Events like this remind us that history is not static. It lives in the people who carry it, in the spaces that acknowledge it, and in the communities that choose to remember together.


From Toronto to San Francisco: A Shared Commitment

The Toronto memorial at Milliken Park marked a turning point—a public acknowledgment that helped open doors for broader conversations about the Deoli internment. The San Francisco Remembrance Tree continues that work, expanding the geography of remembrance and inviting more people into the story.


 One of the maple trees in the Deoli Camp survivors memorial in Milliken Park.
 One of the maple trees in the Deoli Camp survivors memorial in Milliken Park.
Three trees memorializing Deoli Camp survivors.
Three trees memorializing Deoli Camp survivors.
The plaque in the memorial space in Milliken Park, Toronto.
The plaque in the memorial space in Milliken Park, Toronto.

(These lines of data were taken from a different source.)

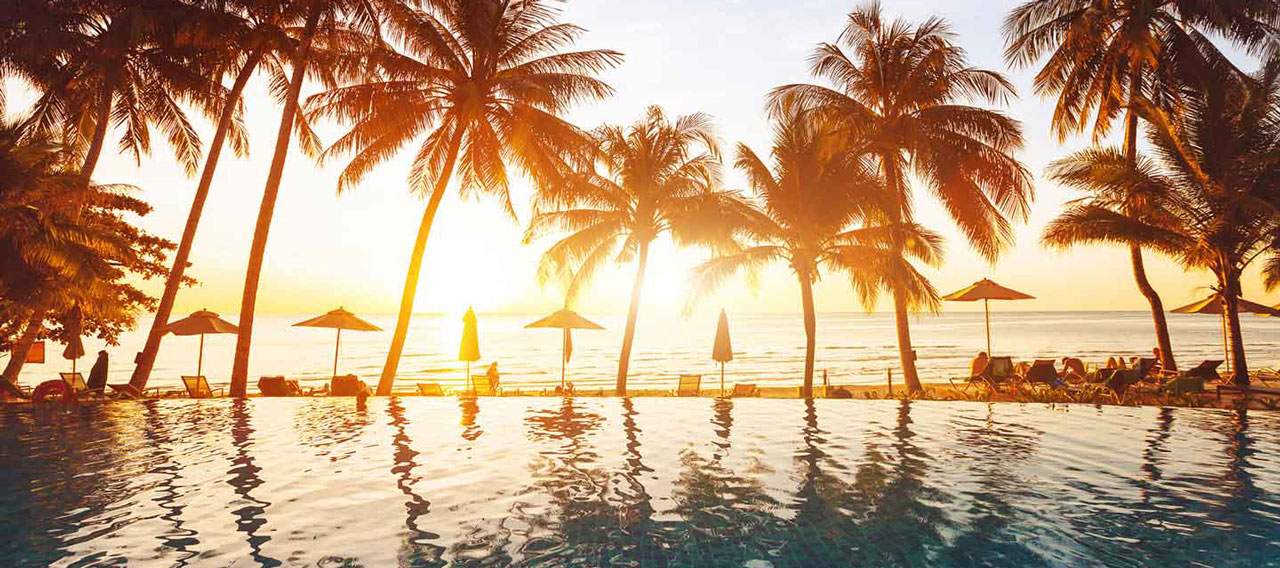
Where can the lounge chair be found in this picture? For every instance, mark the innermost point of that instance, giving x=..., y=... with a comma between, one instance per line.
x=1043, y=372
x=197, y=386
x=346, y=385
x=129, y=392
x=689, y=385
x=14, y=390
x=74, y=380
x=279, y=386
x=430, y=389
x=997, y=372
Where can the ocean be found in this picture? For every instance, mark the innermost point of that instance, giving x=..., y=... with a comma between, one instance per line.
x=768, y=349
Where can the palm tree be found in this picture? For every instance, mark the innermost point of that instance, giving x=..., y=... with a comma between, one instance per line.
x=104, y=64
x=657, y=175
x=901, y=90
x=332, y=42
x=242, y=36
x=65, y=248
x=1210, y=193
x=481, y=85
x=821, y=206
x=1101, y=55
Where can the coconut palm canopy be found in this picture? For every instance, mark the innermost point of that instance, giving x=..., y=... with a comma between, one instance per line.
x=338, y=319
x=1214, y=305
x=986, y=289
x=201, y=323
x=565, y=319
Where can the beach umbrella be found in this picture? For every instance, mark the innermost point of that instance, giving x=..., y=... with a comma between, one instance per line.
x=1212, y=305
x=339, y=320
x=565, y=320
x=723, y=349
x=470, y=348
x=986, y=291
x=200, y=324
x=74, y=347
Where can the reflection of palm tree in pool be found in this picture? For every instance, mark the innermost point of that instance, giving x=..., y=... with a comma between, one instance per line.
x=996, y=450
x=900, y=516
x=243, y=481
x=417, y=549
x=160, y=439
x=726, y=517
x=330, y=426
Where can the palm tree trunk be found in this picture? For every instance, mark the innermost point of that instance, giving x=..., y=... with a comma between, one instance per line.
x=415, y=270
x=103, y=124
x=19, y=349
x=810, y=331
x=630, y=333
x=1230, y=285
x=147, y=358
x=1157, y=308
x=1139, y=271
x=248, y=301
x=905, y=353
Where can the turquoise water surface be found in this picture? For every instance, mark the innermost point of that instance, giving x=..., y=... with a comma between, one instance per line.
x=595, y=482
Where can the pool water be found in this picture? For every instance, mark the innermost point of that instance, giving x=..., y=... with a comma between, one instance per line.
x=648, y=482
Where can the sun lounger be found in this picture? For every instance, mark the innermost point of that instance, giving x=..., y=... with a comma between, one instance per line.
x=74, y=380
x=346, y=385
x=430, y=389
x=689, y=385
x=197, y=386
x=14, y=390
x=279, y=386
x=997, y=372
x=127, y=390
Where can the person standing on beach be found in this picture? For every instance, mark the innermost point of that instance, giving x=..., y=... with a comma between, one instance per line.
x=97, y=375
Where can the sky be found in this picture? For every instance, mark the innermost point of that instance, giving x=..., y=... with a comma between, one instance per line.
x=718, y=56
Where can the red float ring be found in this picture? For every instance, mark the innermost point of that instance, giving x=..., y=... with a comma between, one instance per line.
x=53, y=392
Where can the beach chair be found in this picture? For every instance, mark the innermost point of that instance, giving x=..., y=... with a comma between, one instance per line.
x=129, y=392
x=197, y=386
x=997, y=372
x=689, y=385
x=74, y=380
x=14, y=390
x=1042, y=372
x=430, y=389
x=346, y=385
x=483, y=386
x=278, y=386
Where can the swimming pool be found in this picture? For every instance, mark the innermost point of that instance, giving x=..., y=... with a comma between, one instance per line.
x=650, y=481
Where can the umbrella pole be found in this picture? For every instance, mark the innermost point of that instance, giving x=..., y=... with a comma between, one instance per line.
x=986, y=310
x=722, y=379
x=336, y=346
x=1226, y=351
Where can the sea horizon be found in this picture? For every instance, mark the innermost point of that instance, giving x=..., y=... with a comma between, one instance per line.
x=853, y=348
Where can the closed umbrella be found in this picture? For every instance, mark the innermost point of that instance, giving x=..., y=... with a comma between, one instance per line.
x=339, y=320
x=199, y=324
x=470, y=348
x=723, y=349
x=986, y=291
x=1212, y=305
x=565, y=320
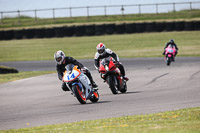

Together, these memorials form a bridge across borders, generations, and communities. They affirm that the experiences of Deoli survivors deserve to be known, honored, and preserved.

An Invitation

All are welcome to join the dedication on January 24. Whether you come as a survivor, a descendant, a friend, or someone newly learning this history, your presence strengthens the collective act of remembrance.


As the tree is dedicated in San Francisco, it becomes part of a larger landscape of memory—one that stretches from Milliken Park to Yerba Buena Gardens and beyond. Each memorial, each gathering, each shared story brings us closer to a future where the Deoli internment is not forgotten but understood, honored, and held with care.